The Department of Agriculture meanwhile expects an increase of 5% to 6% in beef and veal prices, 6% to 7% in pork meat prices, and 16% to 19% in wholesale poultry prices this year.
According to the data by the department, the average price of ground beef, which was 3.881 dollars per lb. (453.6 gm) in March 2020, when the pandemic began, increased to 4.468 dollars in August 2021.
Lack of competition…
According to the producers, supply bottlenecks including high feed costs, logistic problems, and labor shortages are the causes of the rising prices. The White House says the price increases are also driven by a lack of competition in the meat supply chain.

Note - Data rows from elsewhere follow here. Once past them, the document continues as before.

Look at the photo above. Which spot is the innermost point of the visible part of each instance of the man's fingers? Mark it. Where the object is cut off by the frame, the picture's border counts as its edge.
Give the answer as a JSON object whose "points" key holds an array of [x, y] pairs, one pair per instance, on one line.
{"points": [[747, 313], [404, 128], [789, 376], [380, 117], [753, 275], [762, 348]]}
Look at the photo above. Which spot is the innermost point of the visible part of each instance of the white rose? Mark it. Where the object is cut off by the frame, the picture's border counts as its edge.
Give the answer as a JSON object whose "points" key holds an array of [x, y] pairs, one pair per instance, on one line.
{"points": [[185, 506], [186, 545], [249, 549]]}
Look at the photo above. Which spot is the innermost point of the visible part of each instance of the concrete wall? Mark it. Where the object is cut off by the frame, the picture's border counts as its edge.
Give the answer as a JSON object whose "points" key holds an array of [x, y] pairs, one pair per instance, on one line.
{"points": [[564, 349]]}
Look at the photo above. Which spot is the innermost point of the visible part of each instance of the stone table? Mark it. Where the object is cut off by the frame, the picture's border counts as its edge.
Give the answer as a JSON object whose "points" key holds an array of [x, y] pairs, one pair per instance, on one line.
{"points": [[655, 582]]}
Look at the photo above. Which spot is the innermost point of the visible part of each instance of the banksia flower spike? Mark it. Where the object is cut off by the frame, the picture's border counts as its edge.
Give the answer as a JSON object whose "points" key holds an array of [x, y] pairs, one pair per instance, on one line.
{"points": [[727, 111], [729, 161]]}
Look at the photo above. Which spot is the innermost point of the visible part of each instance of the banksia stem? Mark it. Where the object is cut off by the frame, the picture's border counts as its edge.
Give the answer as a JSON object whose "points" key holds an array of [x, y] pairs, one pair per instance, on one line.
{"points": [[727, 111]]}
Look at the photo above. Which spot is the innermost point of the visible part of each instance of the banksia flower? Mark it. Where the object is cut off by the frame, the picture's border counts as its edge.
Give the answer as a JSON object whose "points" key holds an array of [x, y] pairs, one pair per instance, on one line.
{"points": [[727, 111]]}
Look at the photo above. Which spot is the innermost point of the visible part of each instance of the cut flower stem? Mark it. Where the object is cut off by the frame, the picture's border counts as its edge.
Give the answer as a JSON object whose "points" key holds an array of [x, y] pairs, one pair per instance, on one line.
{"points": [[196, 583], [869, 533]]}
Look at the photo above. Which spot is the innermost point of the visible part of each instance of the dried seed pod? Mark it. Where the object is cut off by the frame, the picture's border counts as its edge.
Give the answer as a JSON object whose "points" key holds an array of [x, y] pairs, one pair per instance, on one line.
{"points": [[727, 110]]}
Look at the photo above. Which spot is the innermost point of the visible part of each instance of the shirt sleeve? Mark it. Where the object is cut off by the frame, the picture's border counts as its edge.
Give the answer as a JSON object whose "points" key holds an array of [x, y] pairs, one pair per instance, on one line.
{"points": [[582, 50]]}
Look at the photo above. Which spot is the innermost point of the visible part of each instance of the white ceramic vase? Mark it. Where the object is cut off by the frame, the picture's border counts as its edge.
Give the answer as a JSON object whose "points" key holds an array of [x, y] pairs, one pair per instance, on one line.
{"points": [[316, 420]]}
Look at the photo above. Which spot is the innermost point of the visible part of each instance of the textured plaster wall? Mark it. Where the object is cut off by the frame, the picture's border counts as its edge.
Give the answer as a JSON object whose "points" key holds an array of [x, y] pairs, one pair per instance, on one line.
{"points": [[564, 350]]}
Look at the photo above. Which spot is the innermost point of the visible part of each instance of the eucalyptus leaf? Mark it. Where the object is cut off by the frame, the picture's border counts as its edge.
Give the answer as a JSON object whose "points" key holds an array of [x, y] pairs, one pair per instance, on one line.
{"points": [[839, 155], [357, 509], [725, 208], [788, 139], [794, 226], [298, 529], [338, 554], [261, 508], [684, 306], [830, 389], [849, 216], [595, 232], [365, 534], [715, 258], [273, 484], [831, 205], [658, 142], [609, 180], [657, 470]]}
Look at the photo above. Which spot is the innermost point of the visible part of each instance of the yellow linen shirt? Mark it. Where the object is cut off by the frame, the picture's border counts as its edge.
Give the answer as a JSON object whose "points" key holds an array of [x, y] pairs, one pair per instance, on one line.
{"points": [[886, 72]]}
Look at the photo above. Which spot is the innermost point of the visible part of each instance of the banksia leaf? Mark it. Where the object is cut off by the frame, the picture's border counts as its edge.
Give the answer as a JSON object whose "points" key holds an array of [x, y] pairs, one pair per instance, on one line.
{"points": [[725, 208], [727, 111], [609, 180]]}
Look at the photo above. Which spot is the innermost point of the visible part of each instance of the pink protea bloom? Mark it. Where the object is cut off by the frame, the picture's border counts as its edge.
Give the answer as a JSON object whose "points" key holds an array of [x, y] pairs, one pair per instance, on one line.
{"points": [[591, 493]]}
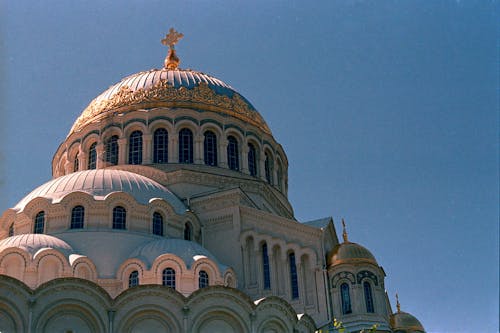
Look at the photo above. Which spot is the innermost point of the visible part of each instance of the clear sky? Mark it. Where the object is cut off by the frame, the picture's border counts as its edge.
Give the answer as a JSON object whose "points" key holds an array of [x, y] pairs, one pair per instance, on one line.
{"points": [[388, 111]]}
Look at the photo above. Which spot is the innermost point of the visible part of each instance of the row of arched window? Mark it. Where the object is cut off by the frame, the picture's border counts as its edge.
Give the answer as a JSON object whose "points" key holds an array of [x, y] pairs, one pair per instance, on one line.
{"points": [[345, 297], [185, 153], [168, 278], [119, 222]]}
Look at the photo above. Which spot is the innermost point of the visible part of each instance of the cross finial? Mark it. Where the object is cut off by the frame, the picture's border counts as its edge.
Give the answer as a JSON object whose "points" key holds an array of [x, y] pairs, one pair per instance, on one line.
{"points": [[172, 38], [172, 61], [344, 232]]}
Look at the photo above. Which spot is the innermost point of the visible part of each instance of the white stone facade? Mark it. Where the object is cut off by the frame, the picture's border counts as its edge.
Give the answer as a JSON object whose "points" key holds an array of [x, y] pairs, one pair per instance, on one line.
{"points": [[146, 228]]}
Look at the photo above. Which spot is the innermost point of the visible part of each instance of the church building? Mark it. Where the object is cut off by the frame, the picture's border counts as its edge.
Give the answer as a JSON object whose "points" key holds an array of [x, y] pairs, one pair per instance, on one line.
{"points": [[168, 211]]}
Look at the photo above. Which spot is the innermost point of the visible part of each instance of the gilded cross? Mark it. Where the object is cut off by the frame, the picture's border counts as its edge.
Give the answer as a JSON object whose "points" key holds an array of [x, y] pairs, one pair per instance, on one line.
{"points": [[172, 38]]}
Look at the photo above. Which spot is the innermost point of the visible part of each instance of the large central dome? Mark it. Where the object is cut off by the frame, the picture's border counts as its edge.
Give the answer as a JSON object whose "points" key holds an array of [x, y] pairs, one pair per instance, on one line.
{"points": [[170, 88]]}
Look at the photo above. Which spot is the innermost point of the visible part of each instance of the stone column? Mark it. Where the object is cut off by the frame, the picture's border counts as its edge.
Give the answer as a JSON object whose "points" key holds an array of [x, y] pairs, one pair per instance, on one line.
{"points": [[244, 159], [173, 149], [147, 149], [198, 149], [100, 161], [262, 168], [122, 151], [223, 152]]}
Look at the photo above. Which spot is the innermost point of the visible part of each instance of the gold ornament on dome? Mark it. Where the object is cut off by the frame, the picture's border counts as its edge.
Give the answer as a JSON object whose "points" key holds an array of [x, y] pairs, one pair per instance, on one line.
{"points": [[163, 94], [172, 38]]}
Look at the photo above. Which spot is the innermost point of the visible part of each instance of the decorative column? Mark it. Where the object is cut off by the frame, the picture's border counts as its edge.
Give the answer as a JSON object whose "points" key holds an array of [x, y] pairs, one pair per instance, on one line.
{"points": [[173, 148], [100, 162], [82, 159], [223, 152], [147, 149], [198, 149], [122, 151], [262, 168], [244, 159]]}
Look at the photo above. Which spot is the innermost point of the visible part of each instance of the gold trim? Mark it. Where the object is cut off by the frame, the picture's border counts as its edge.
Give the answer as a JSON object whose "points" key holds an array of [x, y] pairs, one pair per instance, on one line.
{"points": [[162, 93]]}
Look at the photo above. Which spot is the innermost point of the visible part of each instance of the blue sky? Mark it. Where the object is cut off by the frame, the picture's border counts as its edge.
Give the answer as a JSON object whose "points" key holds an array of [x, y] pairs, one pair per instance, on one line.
{"points": [[388, 111]]}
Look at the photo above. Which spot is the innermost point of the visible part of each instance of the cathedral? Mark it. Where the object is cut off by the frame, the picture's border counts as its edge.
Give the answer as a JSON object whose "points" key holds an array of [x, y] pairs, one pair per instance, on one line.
{"points": [[168, 211]]}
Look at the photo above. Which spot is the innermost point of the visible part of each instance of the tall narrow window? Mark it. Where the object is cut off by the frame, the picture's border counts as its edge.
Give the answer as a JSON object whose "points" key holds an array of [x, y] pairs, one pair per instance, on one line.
{"points": [[203, 279], [119, 217], [279, 176], [135, 148], [92, 157], [345, 298], [133, 279], [77, 217], [232, 153], [168, 278], [368, 297], [265, 267], [210, 148], [112, 150], [252, 160], [185, 146], [76, 163], [157, 224], [160, 146], [294, 282], [268, 165], [187, 231], [39, 223]]}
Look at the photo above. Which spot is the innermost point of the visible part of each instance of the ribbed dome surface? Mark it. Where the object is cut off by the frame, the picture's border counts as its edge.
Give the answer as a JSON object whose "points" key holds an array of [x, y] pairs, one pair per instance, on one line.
{"points": [[100, 183], [170, 88], [32, 243], [177, 78], [407, 322], [350, 252], [188, 251]]}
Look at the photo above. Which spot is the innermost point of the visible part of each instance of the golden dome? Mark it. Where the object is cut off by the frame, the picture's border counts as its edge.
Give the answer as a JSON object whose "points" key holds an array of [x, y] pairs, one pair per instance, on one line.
{"points": [[406, 322], [173, 88], [348, 252]]}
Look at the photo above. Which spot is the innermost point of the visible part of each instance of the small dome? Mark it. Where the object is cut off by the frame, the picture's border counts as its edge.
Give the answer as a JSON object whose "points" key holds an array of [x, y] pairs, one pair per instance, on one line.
{"points": [[32, 243], [100, 183], [348, 252], [170, 88], [406, 322], [188, 251]]}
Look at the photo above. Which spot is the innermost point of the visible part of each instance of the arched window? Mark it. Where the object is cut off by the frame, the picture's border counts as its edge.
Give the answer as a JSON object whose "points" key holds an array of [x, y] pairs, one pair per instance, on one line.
{"points": [[92, 157], [185, 146], [160, 146], [119, 217], [168, 278], [77, 217], [265, 267], [39, 223], [112, 150], [133, 279], [294, 282], [203, 279], [135, 148], [187, 231], [210, 148], [279, 176], [345, 298], [157, 224], [233, 160], [252, 160], [368, 297], [76, 163], [268, 165]]}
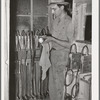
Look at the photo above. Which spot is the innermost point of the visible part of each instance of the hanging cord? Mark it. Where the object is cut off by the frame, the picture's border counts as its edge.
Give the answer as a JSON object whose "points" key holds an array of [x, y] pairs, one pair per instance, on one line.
{"points": [[66, 74], [75, 85]]}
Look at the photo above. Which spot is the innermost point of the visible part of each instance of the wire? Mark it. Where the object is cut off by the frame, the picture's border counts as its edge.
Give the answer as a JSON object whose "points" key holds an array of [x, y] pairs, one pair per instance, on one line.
{"points": [[66, 77]]}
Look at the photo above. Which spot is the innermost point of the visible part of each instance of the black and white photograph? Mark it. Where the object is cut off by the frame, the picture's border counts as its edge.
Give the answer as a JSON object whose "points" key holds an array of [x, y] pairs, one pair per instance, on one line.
{"points": [[47, 50]]}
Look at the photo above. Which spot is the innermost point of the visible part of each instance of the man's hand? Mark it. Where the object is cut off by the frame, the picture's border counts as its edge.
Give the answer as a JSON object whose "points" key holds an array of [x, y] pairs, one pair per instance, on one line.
{"points": [[48, 39]]}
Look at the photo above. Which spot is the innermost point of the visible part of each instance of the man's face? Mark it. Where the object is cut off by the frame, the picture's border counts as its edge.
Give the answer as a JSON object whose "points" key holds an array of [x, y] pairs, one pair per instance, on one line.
{"points": [[56, 11]]}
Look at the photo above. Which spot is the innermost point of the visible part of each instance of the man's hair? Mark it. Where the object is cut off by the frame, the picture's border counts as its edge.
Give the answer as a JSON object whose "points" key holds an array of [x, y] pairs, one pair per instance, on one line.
{"points": [[65, 9]]}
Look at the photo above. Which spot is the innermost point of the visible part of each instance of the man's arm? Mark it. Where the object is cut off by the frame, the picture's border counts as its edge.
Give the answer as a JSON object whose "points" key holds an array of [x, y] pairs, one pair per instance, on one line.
{"points": [[63, 43]]}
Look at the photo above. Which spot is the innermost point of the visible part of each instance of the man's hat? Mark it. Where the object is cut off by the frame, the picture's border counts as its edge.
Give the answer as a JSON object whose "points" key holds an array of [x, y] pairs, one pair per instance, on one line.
{"points": [[58, 2]]}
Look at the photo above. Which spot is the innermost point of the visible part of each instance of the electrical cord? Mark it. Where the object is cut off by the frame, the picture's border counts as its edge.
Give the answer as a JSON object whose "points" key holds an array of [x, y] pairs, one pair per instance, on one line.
{"points": [[66, 77]]}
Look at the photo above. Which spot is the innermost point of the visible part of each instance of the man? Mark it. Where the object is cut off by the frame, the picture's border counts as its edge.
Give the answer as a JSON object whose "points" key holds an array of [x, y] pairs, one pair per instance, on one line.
{"points": [[61, 39]]}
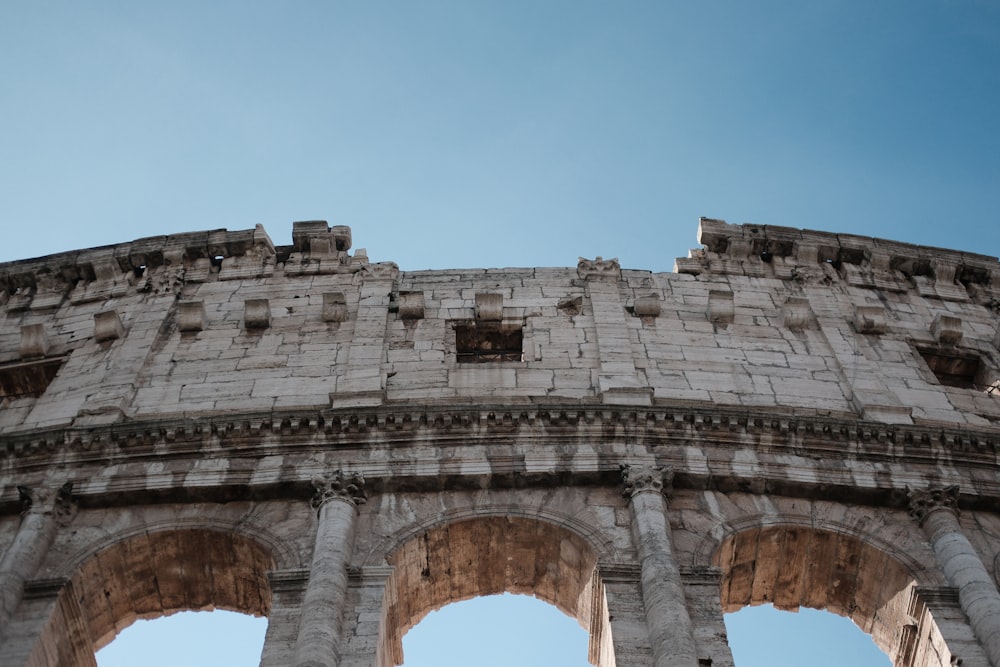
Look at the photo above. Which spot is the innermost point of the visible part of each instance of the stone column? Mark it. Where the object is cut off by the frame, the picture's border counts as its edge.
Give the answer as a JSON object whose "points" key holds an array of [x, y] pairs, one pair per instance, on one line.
{"points": [[288, 589], [320, 628], [670, 631], [369, 632], [43, 511], [936, 509]]}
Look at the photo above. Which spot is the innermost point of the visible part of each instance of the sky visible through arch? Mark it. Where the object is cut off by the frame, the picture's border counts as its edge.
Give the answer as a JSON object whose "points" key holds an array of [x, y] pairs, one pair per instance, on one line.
{"points": [[515, 133]]}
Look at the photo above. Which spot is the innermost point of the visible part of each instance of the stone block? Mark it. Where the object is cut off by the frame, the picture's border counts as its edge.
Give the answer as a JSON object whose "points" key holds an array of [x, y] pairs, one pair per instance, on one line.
{"points": [[946, 329], [489, 307], [107, 326], [334, 307], [721, 307], [411, 305], [257, 313], [190, 316], [796, 314], [34, 342], [870, 320], [647, 306]]}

In a blog post in early September, the White House announced that strong actions would be taken to crack down on illegal price fixing, enforce antitrust laws, and bring more transparency to the meat-processing industry.
In the post, only four large conglomerates were said to be controlling the majority of the market, and these companies have been raising prices while generating record profits during the pandemic.
Citing the Department of Agriculture data, the White House said that the four firms control approximately 55%-85% of the market for these three products.
According to a review by the nonpartisan watchdog group Accountable. US, the big meat processing companies have been subject to price-fixing lawsuits, with many agreeing to pay at least $400 million in fines and settlements for manipulating prices.
The companies included in the Accountable.US review are Smithfield Foods, JBS, National Beef Packing Co., Tyson Foods, and Cargill.
‘Higher feed prices and strong export demand’
“There were some strong price increases in wholesale beef and pork prices earlier this summer driven by higher feed prices and strong export demand, but for the past month, wholesale prices of both these products have been trending downward,” said Jayson Lusk, a distinguished professor and head of the Department of Agricultural Economics at Purdue University.
“It isn’t out of the question that there might be anti-competitive behavior in certain instances,” Lusk said.
He added that there is a broader cyclical trend that is driving much of the current controversy.
“The other interesting comparison is the change in stock prices over the course of the pandemic. Since Jan. 6, 2020, the two big publicly traded meat companies, JBS and Tyson, are down 5.83% and 16.69%. By contrast, the S&P 500 is up 38% and Walmart is up 22%,” Lusk said.
“The market doesn’t seem to think meatpacking has become a more attractive investment opportunity over the course of the pandemic,” he added.
Andrew Novakovic, a professor emeritus of applied economics and policy at Cornell University, said that ground meats and meats, in general, were profoundly impacted by the early stages of the pandemic – partly due to panic buying, but also due to supply disruptions in processing plants.
“Chicken showed a pandemic impact, but of a much lower magnitude,” he added.
“What the data indicate is that the general level of price inflation for meats exceeds that for all food purchased for home use and a reasonable substitute product – cheese. Also, it is much higher than for chicken,” Novakovic said.
“Maize and soya prices have seen huge increases in 2021, for both supply and demand reasons. As these are indicative of the largest component of livestock production costs, this has played a role in cattle prices. Although far below the numbers we saw in Spring 2020, prices for live cattle are definitely well above the average for recent years,” he said. “Thus, some of what we see in grocery stores simply reflects general supply and demand conditions.”
Novakovic also said there is no question that the number and size of meat processors has been a major concern among ranchers (beef) and pork and poultry producers.
“The US has several laws related to market competition in general and the meat-packing business in particular,” Novakovic said. “I will not be surprised to see more aggressive application of these laws in the future, but I think we are still at a stage of untangling how much of the price effects we are seeing are due to the unusual stresses of the pandemic economy and what might be due to anticompetitive behaviors in the meat sector.”